The other option is to just watch a tutorial on the phone, which may break barrier (unlike actually sitting infront of a computer deciding that you will invest time into this).

[–] [email protected] 5 points 1 year ago

Procrastination is like getting into the pool for the first time in the morning. Gradual exposure to the cold water is the most painful way to go. The fastest way to get going is to jump in!

[–] [email protected] 2 points 1 year ago (1 children)

make a weekly target, and baby step, don't just go too big... take example console app, 3 construction fundamental, etc...

[–] [email protected] 2 points 1 year ago* (last edited 1 year ago) (1 children)

Make a example of what weekly target I can do

[–] [email protected] 2 points 1 year ago

Look example tuts on https://www.geeksforgeeks.org/c-sharp-tutorial/

Make a weekly progress on at least 5-7 points on the list, take example Fundamentals, contain Hello World! Program Identifiers Keywords Variables Literals Data Types Operators Enumeration

Make it done in one weeks, and try to make a simple project in the ends, based on the things you already learn.

It will help.

Then Collections

ArrayList
Hashtable
Stack
Queue

One weeks.

After that you can try linq I guess? Or follow the list thoroughly...

[–] [email protected] 1 points 1 year ago (1 children)

Do you think enums need to have a reason to be in order? Like, the example I was looking at today said winter, spring, summer, and autumn. But this is a cyclical order. Is an enum the best representation of a cyclical order? Isn't it more of a ordinal number thing?

[–] hurp_mcderp 1 points 1 year ago* (last edited 1 year ago) (1 children)

This should be a different post, but it depends on what you're planning to do with them. Enums are flexible and could totally make do there regardless of semantic cyclical-ness. Remember with enums you're able to just ignore the values altogether; that's one of the major reasons to use them. If I have a limited list of flags that I use directly in code, they don't have to change at runtime, and don't need additional data associated to them (like 'number of days' or something similar), I'll use an enum.

If you wanted to actually cycle though them in your code, it might be clearer to use both a manager class with a enum. Inside the class, you could use a something like a CurrentSeason property and have a NextSeason, PreviousSeason method to cycle through them. Using modular arithmetic would allow you to change the number of items to cover future features like seasonal transitions or something without having to modify any of your code.

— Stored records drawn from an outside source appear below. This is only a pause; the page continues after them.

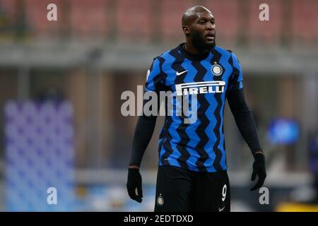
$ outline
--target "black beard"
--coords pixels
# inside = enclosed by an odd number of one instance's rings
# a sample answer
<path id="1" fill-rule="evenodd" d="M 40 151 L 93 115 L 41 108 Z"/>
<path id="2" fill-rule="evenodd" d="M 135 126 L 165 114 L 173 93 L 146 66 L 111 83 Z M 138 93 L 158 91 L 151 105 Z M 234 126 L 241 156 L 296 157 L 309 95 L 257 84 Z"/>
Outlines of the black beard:
<path id="1" fill-rule="evenodd" d="M 216 37 L 214 36 L 214 41 L 212 44 L 208 44 L 204 42 L 204 40 L 199 32 L 193 32 L 191 35 L 191 38 L 192 40 L 192 44 L 196 49 L 199 52 L 206 52 L 210 51 L 212 48 L 216 47 Z"/>

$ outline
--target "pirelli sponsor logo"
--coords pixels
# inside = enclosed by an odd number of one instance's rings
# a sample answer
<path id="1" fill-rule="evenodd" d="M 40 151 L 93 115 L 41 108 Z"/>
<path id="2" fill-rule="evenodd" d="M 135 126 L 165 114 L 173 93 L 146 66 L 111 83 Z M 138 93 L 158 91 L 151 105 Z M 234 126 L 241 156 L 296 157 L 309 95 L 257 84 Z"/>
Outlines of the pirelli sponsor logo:
<path id="1" fill-rule="evenodd" d="M 201 93 L 223 93 L 225 82 L 213 81 L 208 82 L 189 83 L 175 85 L 177 95 L 193 95 Z"/>

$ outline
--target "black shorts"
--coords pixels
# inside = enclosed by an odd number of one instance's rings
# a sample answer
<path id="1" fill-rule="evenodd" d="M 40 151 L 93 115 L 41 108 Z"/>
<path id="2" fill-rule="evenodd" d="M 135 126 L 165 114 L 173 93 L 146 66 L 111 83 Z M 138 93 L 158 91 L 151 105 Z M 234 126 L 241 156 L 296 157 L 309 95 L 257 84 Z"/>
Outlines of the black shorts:
<path id="1" fill-rule="evenodd" d="M 226 170 L 201 172 L 173 166 L 159 167 L 155 212 L 228 212 L 230 197 Z"/>

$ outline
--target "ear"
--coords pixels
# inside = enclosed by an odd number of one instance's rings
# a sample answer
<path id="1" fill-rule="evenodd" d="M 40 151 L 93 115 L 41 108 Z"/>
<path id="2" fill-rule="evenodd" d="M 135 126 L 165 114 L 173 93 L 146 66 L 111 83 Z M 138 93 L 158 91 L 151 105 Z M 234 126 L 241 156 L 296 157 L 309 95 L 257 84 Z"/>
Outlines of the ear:
<path id="1" fill-rule="evenodd" d="M 183 32 L 184 32 L 184 34 L 186 35 L 189 35 L 190 34 L 190 30 L 189 29 L 189 26 L 188 25 L 183 25 L 182 26 L 182 29 L 183 29 Z"/>

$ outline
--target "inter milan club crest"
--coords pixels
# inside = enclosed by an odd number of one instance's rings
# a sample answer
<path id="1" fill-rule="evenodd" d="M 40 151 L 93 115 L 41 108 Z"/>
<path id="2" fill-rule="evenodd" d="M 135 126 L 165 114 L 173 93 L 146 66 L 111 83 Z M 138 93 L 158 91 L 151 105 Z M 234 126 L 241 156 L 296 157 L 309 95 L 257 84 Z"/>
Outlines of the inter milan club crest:
<path id="1" fill-rule="evenodd" d="M 159 195 L 159 197 L 157 198 L 157 204 L 158 206 L 163 205 L 163 197 L 161 196 L 161 194 Z"/>
<path id="2" fill-rule="evenodd" d="M 216 76 L 220 76 L 222 74 L 222 67 L 217 64 L 216 62 L 214 62 L 216 64 L 213 64 L 212 67 L 211 68 L 211 71 L 212 71 L 213 74 Z"/>

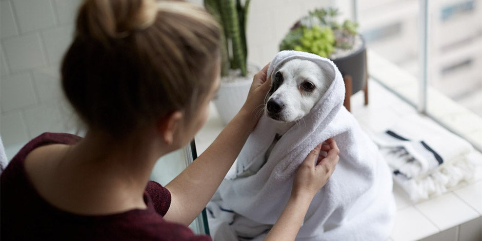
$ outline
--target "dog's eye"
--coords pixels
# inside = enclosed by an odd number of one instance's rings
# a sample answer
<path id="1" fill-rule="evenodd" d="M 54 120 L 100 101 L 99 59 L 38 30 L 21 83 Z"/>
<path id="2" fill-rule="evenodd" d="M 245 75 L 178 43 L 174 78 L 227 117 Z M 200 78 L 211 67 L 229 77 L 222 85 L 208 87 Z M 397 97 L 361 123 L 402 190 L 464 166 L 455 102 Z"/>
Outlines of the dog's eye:
<path id="1" fill-rule="evenodd" d="M 274 76 L 274 80 L 276 82 L 280 82 L 283 80 L 283 77 L 281 76 L 281 74 L 279 72 L 276 73 L 276 75 Z"/>
<path id="2" fill-rule="evenodd" d="M 303 87 L 303 89 L 305 89 L 306 90 L 311 90 L 315 88 L 315 86 L 313 84 L 313 83 L 308 81 L 303 83 L 302 86 Z"/>

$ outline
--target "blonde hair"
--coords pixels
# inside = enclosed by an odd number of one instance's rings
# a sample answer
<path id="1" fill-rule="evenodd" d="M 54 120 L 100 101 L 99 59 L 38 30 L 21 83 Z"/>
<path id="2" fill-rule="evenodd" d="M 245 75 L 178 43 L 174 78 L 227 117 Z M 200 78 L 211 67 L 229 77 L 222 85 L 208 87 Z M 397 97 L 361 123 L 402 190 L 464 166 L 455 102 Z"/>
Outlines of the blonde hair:
<path id="1" fill-rule="evenodd" d="M 189 118 L 212 88 L 219 34 L 188 3 L 86 1 L 62 63 L 64 93 L 89 128 L 114 136 L 177 110 Z"/>

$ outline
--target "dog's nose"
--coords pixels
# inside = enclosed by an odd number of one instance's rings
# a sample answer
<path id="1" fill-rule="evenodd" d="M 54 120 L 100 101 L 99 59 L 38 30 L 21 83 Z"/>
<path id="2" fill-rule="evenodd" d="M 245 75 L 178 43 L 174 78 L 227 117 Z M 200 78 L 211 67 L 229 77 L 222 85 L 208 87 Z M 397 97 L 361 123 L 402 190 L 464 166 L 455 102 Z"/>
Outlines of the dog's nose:
<path id="1" fill-rule="evenodd" d="M 279 113 L 281 111 L 284 106 L 284 105 L 282 103 L 273 99 L 268 101 L 268 103 L 266 104 L 266 108 L 268 109 L 268 111 L 273 114 Z"/>

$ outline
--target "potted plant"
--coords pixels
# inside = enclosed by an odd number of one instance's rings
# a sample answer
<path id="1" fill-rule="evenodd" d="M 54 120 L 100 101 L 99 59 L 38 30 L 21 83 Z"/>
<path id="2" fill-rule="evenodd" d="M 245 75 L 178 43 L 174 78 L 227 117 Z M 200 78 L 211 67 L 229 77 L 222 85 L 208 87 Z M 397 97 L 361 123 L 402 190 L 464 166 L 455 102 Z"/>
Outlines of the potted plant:
<path id="1" fill-rule="evenodd" d="M 259 68 L 247 64 L 246 23 L 250 0 L 205 0 L 206 10 L 222 27 L 221 85 L 214 100 L 225 124 L 237 113 L 246 99 L 253 76 Z"/>
<path id="2" fill-rule="evenodd" d="M 279 49 L 308 52 L 333 61 L 344 76 L 345 106 L 350 110 L 349 97 L 362 89 L 368 104 L 366 48 L 358 24 L 349 19 L 340 23 L 338 16 L 338 10 L 331 8 L 309 12 L 293 26 Z"/>

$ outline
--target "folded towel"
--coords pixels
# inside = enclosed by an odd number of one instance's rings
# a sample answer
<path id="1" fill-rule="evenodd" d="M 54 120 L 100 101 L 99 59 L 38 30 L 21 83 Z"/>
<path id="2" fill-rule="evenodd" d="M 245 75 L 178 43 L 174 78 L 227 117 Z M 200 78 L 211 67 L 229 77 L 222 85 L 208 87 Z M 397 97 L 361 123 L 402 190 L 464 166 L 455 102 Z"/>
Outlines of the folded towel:
<path id="1" fill-rule="evenodd" d="M 271 62 L 268 76 L 274 78 L 284 63 L 295 58 L 317 64 L 331 76 L 330 87 L 310 112 L 277 141 L 266 163 L 259 165 L 276 134 L 273 120 L 266 114 L 262 117 L 238 157 L 235 175 L 222 184 L 220 200 L 214 205 L 233 211 L 232 219 L 227 222 L 236 235 L 242 232 L 243 237 L 257 240 L 266 230 L 257 228 L 259 225 L 250 228 L 243 224 L 249 220 L 264 227 L 274 225 L 289 198 L 297 167 L 316 145 L 333 137 L 340 149 L 340 160 L 313 198 L 297 239 L 386 240 L 395 212 L 388 165 L 376 145 L 343 106 L 343 78 L 330 60 L 305 52 L 282 51 Z M 252 175 L 236 176 L 253 165 L 262 167 Z M 239 225 L 238 219 L 243 219 Z M 217 227 L 210 228 L 216 236 Z"/>
<path id="2" fill-rule="evenodd" d="M 395 183 L 414 201 L 443 194 L 473 177 L 475 165 L 467 157 L 472 146 L 426 118 L 407 116 L 372 139 Z"/>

[–] [email protected] 1 points 1 year ago

I was employing subtlety as a strong suit. Wasn't it obvious?

[–] AFKBRBChocolate 1 points 1 year ago

I'm fundamentally a hardcore procrastinator, but I'm also a senior manager of a software team at an aerospace company, so procrastination is not compatible with my job.

My personal approach is to keep a list of the things I need to do, with a realistic date I have to do them (not the drop dead date, but when I should really do them). Then I've just pushed myself to make sure I've cleared my list, at least of the near term stuff, before I do anything that's not on the list. I also tell folks when I'm give them stuff so I'm on record as having made a commitment.

I think no matter how you slice it, beating procrastination requires some personal discipline. The trick is to find an approach that works for you.